Research on the heart-protective benefits of omega-3 supplements remains inconsistent, though some studies show benefit and these supplements are often suggested to patients with heart disease.
Research on the consumption of fish on the other hand, has shown a strong connection between a diet rich in fish and a decreased risk of heart disease and cardiovascular complications such as heart attack or stroke, experts say.
"Every time we try to isolate a nutrient and supplement it we get disappointed," says Lichtenstein, "but we consistently see results with those who eat fish on a regular basis."
One shouldn't "make a conclusion that fish aren't important. In general, those who consume fish versus [those who don't] seem to have less coronary heart disease," agrees Dr.

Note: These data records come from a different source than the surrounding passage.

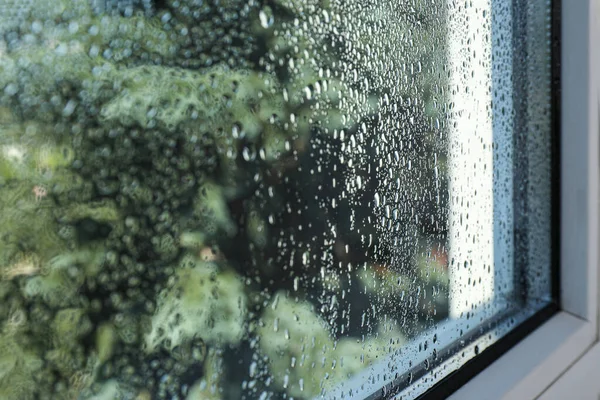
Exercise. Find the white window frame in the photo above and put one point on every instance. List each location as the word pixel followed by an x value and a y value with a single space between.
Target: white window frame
pixel 545 363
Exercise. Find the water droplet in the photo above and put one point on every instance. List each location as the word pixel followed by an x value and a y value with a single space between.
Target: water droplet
pixel 266 17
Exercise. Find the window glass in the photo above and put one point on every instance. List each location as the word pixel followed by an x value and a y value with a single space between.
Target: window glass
pixel 227 199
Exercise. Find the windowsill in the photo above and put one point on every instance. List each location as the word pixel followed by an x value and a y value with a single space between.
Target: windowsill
pixel 535 363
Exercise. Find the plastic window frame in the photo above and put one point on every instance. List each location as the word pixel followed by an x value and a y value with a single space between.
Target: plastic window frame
pixel 528 369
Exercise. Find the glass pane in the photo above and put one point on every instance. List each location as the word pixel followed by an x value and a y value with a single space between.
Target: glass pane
pixel 227 199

Robert Eckel, professor of medicine at the University of Colorado School of Medicine.
That said, if eating fish a few times a week is hard for you to do, supplements are still advised, Lavie adds, because "very few people eat enough fish."
Similarly, when choosing something to spread on your bread, margarine is still a better choice than butter, doctors say, as long as it is low in saturated fat and trans fatty acids. Though Ornish says if you can trade the margarine for olive or canola oil, even better.
Soybean and canola oil contain ALA and have lower saturated fats than other oils, even olive oil, notes Lichtenstein, so these are a good fat to have in moderation.